Nel corso degli ultimi decenni i gruppi che hanno abbracciato quest’orientamento sono diventati moltitudini. Non starò qui a riesumare la mia critica al movimento della decrescita, per la quale rinvio il lettore ad un pamphlet pubblicato recentemente, Critica la decrescita. Né mi soffermerò sul mio dissenso dalla proposta del reddito di cittadinanza o incondizionato, che ho già svolto in Quel pane da spartire e in molti articoli su Sbilanciamoci e su il manifesto. Non mi confronterò nemmeno con coloro che ritengono che basti “un rilancio degli investimenti pubblici e privati”, accompagnato da una “politica redistributiva e di rilancio del lavoro”, con i quali ho interloquito recentemente su Critica Marxista. Mi soffermerò brevemente in questa sede su due orientamenti culturali che riducono la crisi ad una questione monetaria, per poi concludere con un approfondimento delle questioni di metodo che, a mio avviso, decidono dell’efficacia o dell’inconsistenza delle battaglie culturali.
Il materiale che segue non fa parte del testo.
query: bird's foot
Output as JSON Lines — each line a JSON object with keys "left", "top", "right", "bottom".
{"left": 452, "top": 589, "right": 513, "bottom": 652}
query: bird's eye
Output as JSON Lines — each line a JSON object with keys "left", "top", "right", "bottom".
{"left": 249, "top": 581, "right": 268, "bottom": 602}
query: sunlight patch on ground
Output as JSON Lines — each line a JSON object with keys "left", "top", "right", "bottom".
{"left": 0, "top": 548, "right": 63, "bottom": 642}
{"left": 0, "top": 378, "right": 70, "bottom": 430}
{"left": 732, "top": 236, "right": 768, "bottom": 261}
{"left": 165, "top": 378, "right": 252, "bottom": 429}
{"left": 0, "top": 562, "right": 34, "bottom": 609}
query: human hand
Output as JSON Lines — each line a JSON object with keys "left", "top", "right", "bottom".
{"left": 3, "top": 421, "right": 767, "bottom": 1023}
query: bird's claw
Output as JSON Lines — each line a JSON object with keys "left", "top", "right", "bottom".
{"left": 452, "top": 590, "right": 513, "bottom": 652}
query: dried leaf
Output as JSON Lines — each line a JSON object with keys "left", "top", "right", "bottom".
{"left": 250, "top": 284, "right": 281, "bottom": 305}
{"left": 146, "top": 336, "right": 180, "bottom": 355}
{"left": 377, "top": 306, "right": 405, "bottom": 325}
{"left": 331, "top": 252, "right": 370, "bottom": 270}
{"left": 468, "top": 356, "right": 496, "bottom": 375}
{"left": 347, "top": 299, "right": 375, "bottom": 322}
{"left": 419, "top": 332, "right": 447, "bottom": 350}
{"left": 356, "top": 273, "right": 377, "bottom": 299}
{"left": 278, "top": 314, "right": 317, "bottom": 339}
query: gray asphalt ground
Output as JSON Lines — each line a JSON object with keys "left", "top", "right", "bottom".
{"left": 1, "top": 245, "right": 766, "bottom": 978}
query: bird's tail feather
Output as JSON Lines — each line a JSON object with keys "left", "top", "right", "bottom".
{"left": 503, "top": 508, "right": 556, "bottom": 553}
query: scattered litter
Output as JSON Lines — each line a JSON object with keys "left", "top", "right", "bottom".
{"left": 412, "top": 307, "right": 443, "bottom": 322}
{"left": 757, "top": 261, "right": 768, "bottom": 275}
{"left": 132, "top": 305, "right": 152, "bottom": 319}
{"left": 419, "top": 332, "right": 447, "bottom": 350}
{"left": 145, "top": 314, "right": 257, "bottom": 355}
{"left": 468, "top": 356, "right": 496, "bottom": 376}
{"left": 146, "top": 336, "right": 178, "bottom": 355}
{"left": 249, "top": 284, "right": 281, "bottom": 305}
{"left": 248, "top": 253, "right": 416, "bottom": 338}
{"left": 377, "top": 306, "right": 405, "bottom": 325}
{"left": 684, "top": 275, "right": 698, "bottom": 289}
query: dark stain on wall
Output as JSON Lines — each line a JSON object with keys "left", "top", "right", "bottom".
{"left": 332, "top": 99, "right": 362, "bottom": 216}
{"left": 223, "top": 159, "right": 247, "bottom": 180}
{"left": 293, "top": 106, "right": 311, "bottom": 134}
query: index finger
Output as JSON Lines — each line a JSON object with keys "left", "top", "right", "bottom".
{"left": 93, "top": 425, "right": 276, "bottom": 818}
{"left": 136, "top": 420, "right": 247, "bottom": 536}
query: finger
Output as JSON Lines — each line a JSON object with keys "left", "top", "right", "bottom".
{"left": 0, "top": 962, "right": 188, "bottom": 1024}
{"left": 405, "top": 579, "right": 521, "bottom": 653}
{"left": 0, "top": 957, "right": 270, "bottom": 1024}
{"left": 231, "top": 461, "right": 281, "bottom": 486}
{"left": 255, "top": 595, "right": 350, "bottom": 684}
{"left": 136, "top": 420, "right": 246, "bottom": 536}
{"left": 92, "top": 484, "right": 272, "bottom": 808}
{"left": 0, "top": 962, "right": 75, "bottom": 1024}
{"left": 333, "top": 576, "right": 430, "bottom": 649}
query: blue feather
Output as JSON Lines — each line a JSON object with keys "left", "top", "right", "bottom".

Per orientarci possiamo prendere le mosse da una considerazione di Marx:
“è possibile rivoluzionare i rapporti di produzione esistenti e i rapporti di distribuzione ad essi corrispondenti mediante una trasformazione dello strumento di circolazione – trasformando cioè l’organizzazione della circolazione?” scrive nei Grundrisse. “Se ogni trasformazione della circolazione in tal senso presupponesse a sua volta cambiamenti delle altre condizioni di produzione e rivolgimenti sociali cadrebbe naturalmente a priori questa dottrina, che propone i suoi giochi di prestigio sulla circolazione, da un lato, per evitare di riconoscere la componente di potere (gewaltsamen Charakter) sottostante alle trasformazioni e, dall’altro lato, per rappresentare questo cambiamento non come presupposto bensì come risultato evolutivo delle trasformazioni nella circolazione”.
A. Uscire dall’euro.
Questa critica si attaglia perfettamente ad un testo che è stato avidamente letto a sinistra, il cui sottotitolo è “la fine della moneta unica [con il ritorno alla lira] salverebbe democrazia e benessere in Europa”. Quali critiche possono essere avanzate a chi condivide questo orientamento?
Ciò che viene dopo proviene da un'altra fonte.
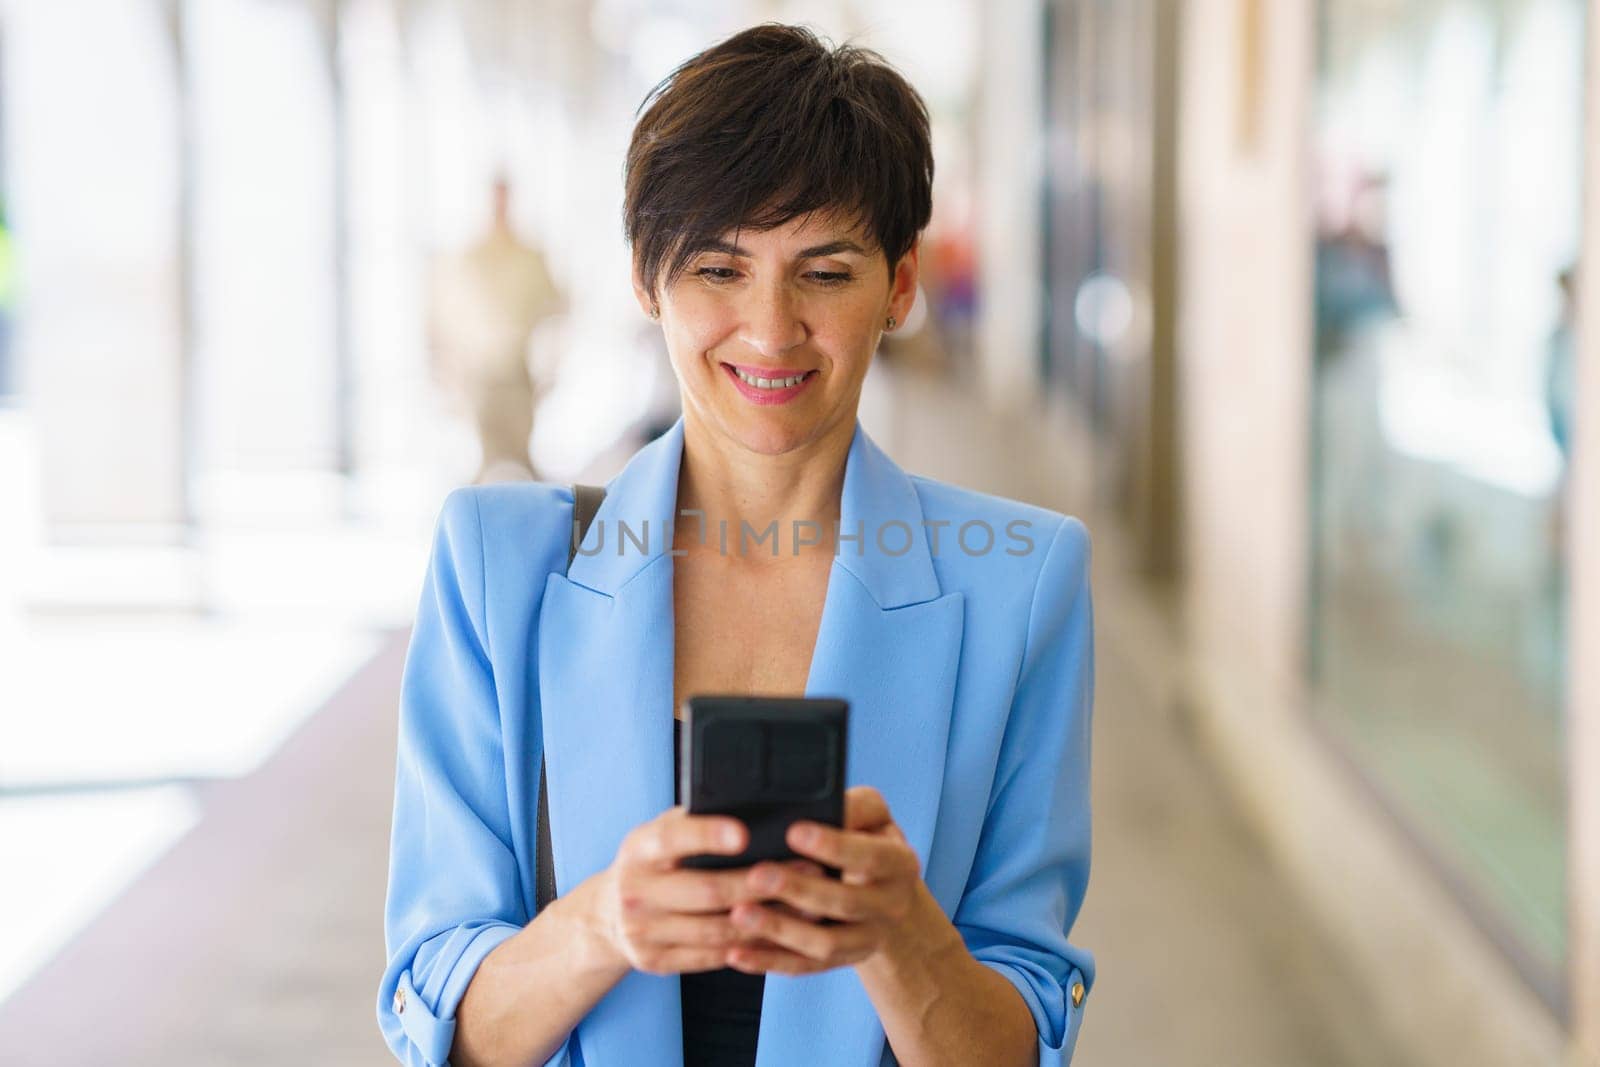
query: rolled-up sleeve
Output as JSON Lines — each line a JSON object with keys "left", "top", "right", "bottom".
{"left": 955, "top": 516, "right": 1096, "bottom": 1065}
{"left": 377, "top": 489, "right": 556, "bottom": 1066}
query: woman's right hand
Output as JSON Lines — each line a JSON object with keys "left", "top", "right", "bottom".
{"left": 586, "top": 806, "right": 802, "bottom": 976}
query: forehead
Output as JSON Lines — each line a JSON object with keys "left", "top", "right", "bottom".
{"left": 708, "top": 209, "right": 876, "bottom": 254}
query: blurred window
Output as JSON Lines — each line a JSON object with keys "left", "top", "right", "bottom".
{"left": 1308, "top": 0, "right": 1581, "bottom": 1011}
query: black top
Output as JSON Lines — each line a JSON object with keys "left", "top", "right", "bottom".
{"left": 674, "top": 718, "right": 765, "bottom": 1066}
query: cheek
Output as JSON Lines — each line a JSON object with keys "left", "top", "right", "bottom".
{"left": 666, "top": 296, "right": 739, "bottom": 360}
{"left": 814, "top": 308, "right": 882, "bottom": 372}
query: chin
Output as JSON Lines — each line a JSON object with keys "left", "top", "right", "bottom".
{"left": 732, "top": 415, "right": 819, "bottom": 454}
{"left": 723, "top": 414, "right": 816, "bottom": 456}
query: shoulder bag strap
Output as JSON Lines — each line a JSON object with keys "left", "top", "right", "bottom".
{"left": 536, "top": 483, "right": 606, "bottom": 911}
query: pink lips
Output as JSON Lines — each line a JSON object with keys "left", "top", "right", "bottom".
{"left": 721, "top": 362, "right": 817, "bottom": 406}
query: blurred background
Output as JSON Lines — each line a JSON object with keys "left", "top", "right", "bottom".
{"left": 0, "top": 0, "right": 1596, "bottom": 1064}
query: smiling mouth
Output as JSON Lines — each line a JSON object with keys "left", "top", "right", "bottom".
{"left": 722, "top": 364, "right": 817, "bottom": 390}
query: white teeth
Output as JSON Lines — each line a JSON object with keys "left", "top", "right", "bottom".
{"left": 734, "top": 368, "right": 808, "bottom": 389}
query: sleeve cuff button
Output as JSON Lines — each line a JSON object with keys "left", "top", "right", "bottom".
{"left": 394, "top": 987, "right": 407, "bottom": 1014}
{"left": 1070, "top": 981, "right": 1085, "bottom": 1008}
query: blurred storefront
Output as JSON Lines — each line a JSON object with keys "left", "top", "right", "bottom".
{"left": 1132, "top": 0, "right": 1593, "bottom": 1062}
{"left": 1307, "top": 0, "right": 1582, "bottom": 1015}
{"left": 981, "top": 0, "right": 1599, "bottom": 1063}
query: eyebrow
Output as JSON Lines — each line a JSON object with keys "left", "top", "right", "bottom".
{"left": 694, "top": 238, "right": 869, "bottom": 259}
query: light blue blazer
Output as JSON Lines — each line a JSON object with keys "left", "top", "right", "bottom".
{"left": 379, "top": 416, "right": 1096, "bottom": 1066}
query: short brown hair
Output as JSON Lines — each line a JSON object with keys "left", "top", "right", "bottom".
{"left": 624, "top": 24, "right": 933, "bottom": 295}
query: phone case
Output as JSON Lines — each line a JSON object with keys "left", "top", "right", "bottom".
{"left": 679, "top": 695, "right": 848, "bottom": 873}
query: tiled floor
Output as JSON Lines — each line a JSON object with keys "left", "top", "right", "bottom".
{"left": 0, "top": 368, "right": 1414, "bottom": 1065}
{"left": 0, "top": 634, "right": 409, "bottom": 1066}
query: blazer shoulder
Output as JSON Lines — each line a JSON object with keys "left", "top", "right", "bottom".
{"left": 908, "top": 473, "right": 1090, "bottom": 576}
{"left": 907, "top": 476, "right": 1091, "bottom": 701}
{"left": 435, "top": 481, "right": 576, "bottom": 575}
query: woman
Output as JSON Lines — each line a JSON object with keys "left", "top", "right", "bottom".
{"left": 379, "top": 24, "right": 1094, "bottom": 1067}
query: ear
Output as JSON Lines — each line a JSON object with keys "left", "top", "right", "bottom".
{"left": 631, "top": 261, "right": 659, "bottom": 319}
{"left": 886, "top": 237, "right": 921, "bottom": 326}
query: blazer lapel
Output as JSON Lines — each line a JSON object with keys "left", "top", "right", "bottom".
{"left": 538, "top": 421, "right": 687, "bottom": 1067}
{"left": 756, "top": 425, "right": 966, "bottom": 1067}
{"left": 538, "top": 417, "right": 965, "bottom": 1067}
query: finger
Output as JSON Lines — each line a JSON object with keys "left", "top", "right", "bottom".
{"left": 786, "top": 823, "right": 915, "bottom": 883}
{"left": 724, "top": 944, "right": 830, "bottom": 976}
{"left": 842, "top": 786, "right": 892, "bottom": 831}
{"left": 728, "top": 903, "right": 878, "bottom": 964}
{"left": 745, "top": 862, "right": 888, "bottom": 923}
{"left": 776, "top": 859, "right": 825, "bottom": 917}
{"left": 623, "top": 867, "right": 766, "bottom": 914}
{"left": 624, "top": 911, "right": 753, "bottom": 950}
{"left": 635, "top": 945, "right": 741, "bottom": 977}
{"left": 783, "top": 858, "right": 826, "bottom": 880}
{"left": 765, "top": 900, "right": 826, "bottom": 923}
{"left": 629, "top": 811, "right": 746, "bottom": 867}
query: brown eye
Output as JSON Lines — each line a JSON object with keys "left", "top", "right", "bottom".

La tesi principale è che, uscendo dall’euro, recupereremmo un’autonomia nel gestire le politiche economiche, una “sovranità” che, con l’euro, sarebbe stata persa. Ma l’autonomia – cioè la capacità di darsi proprie regole indipendentemente dagli altri – presuppone l’inesistenza di intrecci vitali con questi altri. In caso contrario l’autonomia si trasformerebbe nella pretesa di agire a prescindere dall’insieme dei rapporti nei quali si è immersi. Ora, le esportazioni e le importazioni incidono, ciascuna, per circa il 30% del prodotto interno lordo, cioè poco meno di un terzo della ricchezza prodotta ogni anno. Pertanto c’è un nesso profondo tra l’economia italiana e l’economia di altri paesi. Ciò che spinge a riconoscere che le regole possono solo essere la manifestazione di un accordo con coloro che sono così strettamente legati a noi. Ciò non significa, ovviamente, che le regole esistenti debbano essere considerate adeguate; ma che se si vuole cambiare la situazione e non regredire in un anacronistico isolamento, si debbono, nonostante le difficoltà, concordare regole alternative con gli altri. Detto in termini espliciti, quella di una possibile sovranità nazionale è solo una chimera regressiva.
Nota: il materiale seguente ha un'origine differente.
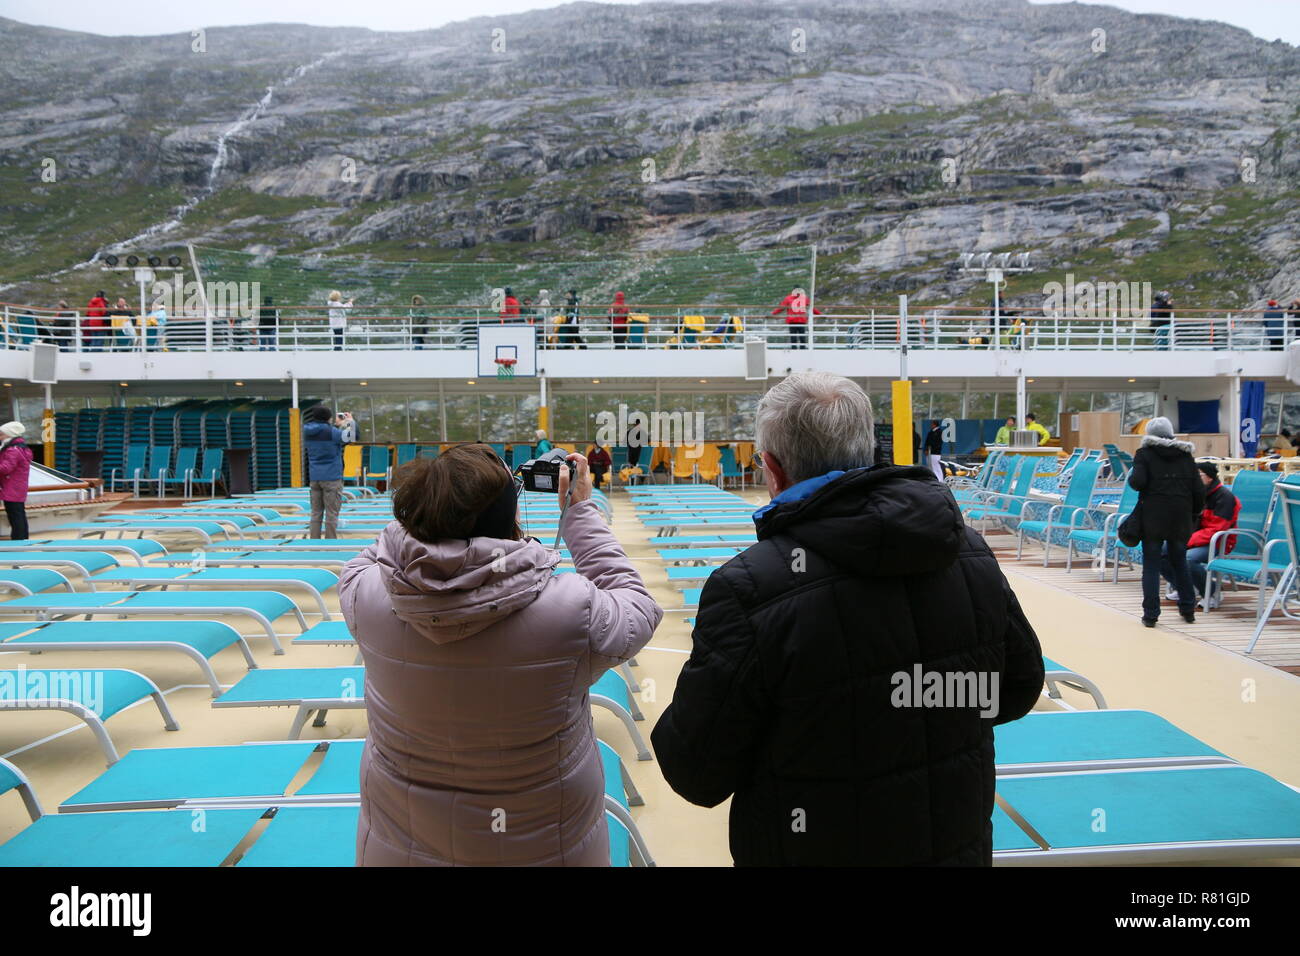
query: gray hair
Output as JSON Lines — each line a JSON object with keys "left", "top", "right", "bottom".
{"left": 756, "top": 372, "right": 875, "bottom": 483}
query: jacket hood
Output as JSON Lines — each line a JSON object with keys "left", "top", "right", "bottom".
{"left": 372, "top": 522, "right": 560, "bottom": 643}
{"left": 1140, "top": 434, "right": 1195, "bottom": 456}
{"left": 755, "top": 465, "right": 964, "bottom": 576}
{"left": 614, "top": 292, "right": 625, "bottom": 303}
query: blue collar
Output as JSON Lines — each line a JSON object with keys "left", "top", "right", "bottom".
{"left": 753, "top": 468, "right": 859, "bottom": 523}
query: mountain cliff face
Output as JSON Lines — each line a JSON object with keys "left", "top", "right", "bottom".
{"left": 1, "top": 0, "right": 1298, "bottom": 309}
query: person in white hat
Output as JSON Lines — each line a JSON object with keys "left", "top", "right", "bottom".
{"left": 0, "top": 422, "right": 33, "bottom": 540}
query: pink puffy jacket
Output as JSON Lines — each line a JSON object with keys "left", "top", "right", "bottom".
{"left": 339, "top": 499, "right": 661, "bottom": 866}
{"left": 0, "top": 439, "right": 32, "bottom": 502}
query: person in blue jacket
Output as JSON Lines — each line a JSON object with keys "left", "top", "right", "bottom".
{"left": 303, "top": 405, "right": 355, "bottom": 538}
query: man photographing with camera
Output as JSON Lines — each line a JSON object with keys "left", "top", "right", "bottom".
{"left": 303, "top": 405, "right": 356, "bottom": 539}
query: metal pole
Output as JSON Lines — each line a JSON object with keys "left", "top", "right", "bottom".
{"left": 1230, "top": 373, "right": 1243, "bottom": 458}
{"left": 899, "top": 294, "right": 909, "bottom": 381}
{"left": 439, "top": 379, "right": 447, "bottom": 442}
{"left": 188, "top": 243, "right": 213, "bottom": 352}
{"left": 808, "top": 244, "right": 817, "bottom": 348}
{"left": 993, "top": 275, "right": 1001, "bottom": 349}
{"left": 538, "top": 374, "right": 548, "bottom": 436}
{"left": 1016, "top": 371, "right": 1027, "bottom": 432}
{"left": 42, "top": 383, "right": 55, "bottom": 467}
{"left": 894, "top": 294, "right": 912, "bottom": 466}
{"left": 289, "top": 377, "right": 303, "bottom": 487}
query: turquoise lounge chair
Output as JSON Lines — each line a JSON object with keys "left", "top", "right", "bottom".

Secondo alcuni sostenitori dell’uscita dall’euro non sarebbe necessario sobbarcarsi quest’onere, perché ci sarebbe un regolatore automatico in grado di far tornare i sistemi economici al loro “funzionamento fisiologico”. Questo regolatore – udite, udite! – sarebbe nient’altro che la legge della domanda e dell’offerta che, attraverso l’adeguamento dei prezzi riuscirebbe a far “diventare gli scambi più equilibrati” In questo modo di ragionare tutte le conquiste realizzate dall’economia da inizio Novecento, quando si è cominciato a riconoscere la natura contraddittoria del rapporto domanda-offerta lasciato a se stesso, scompaiono nel nulla. Come purtroppo scompare nel nulla l’accenno di comprensione delle crisi moderne avviato da Marx e ripreso da Keynes.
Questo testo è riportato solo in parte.